His watch said he had two and a half minutes left, and so he went back on himself around the lower deck. Back up to the middle deck, where the warning lights reflected manically off the walls in a way that made his head spin. As he ran he heard the pounding of Harry’s bare feet behind his.
Back into the greenhouse. At the opposite end, on the far side from the radiation shelter, was a tiny module called the Atlas. Jesse headed towards it in one last search for the missing crew member. When the hatch slid open, and he stepped in, Jesse found her. Juno was curled up on one of the chairs, and Earth was large in the window. It hung above them in a way that gave Jesse the unsettling sensation of falling. But for a moment his fear vanished, and he was transfixed. He could see the Antarctic, South Africa and the Southern Lights, iridescent curtains of red and green light rising like steam off the hot bubble of the atmosphere. He had never seen them before.

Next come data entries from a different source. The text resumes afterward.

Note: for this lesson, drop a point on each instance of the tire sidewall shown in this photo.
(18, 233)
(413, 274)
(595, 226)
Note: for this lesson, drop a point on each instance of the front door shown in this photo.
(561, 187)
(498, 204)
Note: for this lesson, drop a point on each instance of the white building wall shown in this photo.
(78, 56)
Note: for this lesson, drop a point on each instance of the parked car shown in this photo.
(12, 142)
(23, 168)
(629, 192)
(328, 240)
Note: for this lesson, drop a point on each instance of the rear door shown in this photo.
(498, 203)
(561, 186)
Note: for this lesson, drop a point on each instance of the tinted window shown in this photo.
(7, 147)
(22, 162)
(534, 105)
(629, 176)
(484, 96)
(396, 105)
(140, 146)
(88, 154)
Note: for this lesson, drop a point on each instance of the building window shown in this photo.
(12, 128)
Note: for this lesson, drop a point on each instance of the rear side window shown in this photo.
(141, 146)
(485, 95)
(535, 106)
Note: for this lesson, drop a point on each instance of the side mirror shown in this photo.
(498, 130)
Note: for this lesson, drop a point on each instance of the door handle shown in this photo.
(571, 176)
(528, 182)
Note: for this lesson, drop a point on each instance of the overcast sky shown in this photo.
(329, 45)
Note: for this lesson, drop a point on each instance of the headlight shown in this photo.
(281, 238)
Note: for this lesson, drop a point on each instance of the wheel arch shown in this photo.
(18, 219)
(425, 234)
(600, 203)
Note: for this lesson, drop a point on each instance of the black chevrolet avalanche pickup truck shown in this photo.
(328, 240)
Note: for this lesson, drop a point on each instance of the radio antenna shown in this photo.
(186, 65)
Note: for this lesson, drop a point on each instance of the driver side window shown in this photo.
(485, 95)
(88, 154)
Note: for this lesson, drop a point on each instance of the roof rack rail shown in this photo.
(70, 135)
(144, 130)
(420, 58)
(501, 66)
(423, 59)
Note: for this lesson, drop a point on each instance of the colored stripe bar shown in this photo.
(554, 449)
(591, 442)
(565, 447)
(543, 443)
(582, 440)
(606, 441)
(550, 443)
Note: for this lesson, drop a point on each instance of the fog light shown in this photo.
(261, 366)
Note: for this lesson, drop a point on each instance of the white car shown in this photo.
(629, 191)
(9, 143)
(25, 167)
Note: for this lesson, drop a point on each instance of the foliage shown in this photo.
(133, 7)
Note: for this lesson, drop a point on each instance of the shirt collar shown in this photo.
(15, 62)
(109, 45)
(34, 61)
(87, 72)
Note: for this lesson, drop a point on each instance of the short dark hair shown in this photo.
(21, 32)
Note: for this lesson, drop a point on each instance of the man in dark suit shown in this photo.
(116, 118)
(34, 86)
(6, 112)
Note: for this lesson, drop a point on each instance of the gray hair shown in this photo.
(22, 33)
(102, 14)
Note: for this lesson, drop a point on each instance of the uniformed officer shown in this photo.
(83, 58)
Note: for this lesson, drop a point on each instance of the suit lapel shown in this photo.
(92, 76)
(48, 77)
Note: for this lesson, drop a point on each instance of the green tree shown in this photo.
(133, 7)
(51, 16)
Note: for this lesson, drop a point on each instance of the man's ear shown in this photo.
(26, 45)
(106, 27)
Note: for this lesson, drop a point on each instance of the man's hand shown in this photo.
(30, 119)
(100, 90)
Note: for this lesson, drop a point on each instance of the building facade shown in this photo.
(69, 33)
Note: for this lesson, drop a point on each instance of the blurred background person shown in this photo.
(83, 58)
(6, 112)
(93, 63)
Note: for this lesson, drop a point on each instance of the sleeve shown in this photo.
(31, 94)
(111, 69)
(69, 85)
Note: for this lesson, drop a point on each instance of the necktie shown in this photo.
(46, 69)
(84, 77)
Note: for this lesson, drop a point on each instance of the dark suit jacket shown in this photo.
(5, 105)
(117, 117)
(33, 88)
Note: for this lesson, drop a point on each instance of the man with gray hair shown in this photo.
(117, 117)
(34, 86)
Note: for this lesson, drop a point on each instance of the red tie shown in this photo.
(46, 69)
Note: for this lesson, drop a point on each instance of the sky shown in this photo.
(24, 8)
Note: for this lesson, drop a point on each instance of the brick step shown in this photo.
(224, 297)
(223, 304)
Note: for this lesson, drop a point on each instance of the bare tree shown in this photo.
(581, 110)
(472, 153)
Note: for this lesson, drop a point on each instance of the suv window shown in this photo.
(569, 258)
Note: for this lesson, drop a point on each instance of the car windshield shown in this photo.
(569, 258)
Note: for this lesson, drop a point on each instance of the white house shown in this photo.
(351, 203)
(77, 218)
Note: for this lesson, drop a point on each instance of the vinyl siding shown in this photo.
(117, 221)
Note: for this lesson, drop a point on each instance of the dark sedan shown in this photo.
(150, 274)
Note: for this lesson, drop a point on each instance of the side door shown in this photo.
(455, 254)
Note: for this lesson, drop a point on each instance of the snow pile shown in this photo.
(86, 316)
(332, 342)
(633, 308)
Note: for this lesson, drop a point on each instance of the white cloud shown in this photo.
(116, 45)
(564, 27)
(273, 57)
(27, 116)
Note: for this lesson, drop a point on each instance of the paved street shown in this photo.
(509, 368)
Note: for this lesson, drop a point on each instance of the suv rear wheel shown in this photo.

As the doors closed behind him, the sound of the alarm disappeared like water sucked out of a drain. Jesse leant over to wake Juno, but paused. Her frizzy hair wafted with static electricity, her sleeping face eerily lit by the Aurora Australis. Jesse remembered that he had seen her the night before the launch. Emerging like a shadow from a briar, wearing a thin bathrobe, which, in the dim light, made her look like a visitation. The soft edge of a breast delightfully visible. The cord of her robe cinched tightly around her waist. It was an image that lingered with him.
Jesse Solloway, she’d mouthed. It had been hard to miss the distant look of disappointment on her face. The same disappointment he’d seen in all the Betas’ eyes when Professor Stenton had introduced him, as if they’d hoped for someone else.
Me. I made it after all, he’d thought.
‘Juno!’ Harry yelled, throwing the hatch open behind them. Juno started awake, her eyes wide and vacant as a recent dreamer. The sound of the alarm crashed like a wave into the small capsule and Jesse realized, to his horror, that they had only thirty seconds. Harry grabbed Juno’s arm and half-dragged her out of her seat. ‘You’re hurting me,’ she cried. They stumbled over each other in their rush to get out. Twenty seconds. The other end of the greenhouse had never seemed so far away.
Jesse saw Astrid’s terrified face peer from behind the closing door. ‘Hurry!’ she screamed, the fear in her voice sharp as a blade. Jesse bounded towards her, but even as he did the door was sliding closed, the red ‘Lock’ light flashing. Astrid pushed her fingers through the gap in an attempt to keep it open. Jesse’s lungs were on fire. He thought he could make it, but he was a metre away when the door slammed closed and he heard the hiss of mechanics as the hatch locked. It bit Astrid’s finger as it shut and she let out a howl of pain, which, in a moment, was silenced.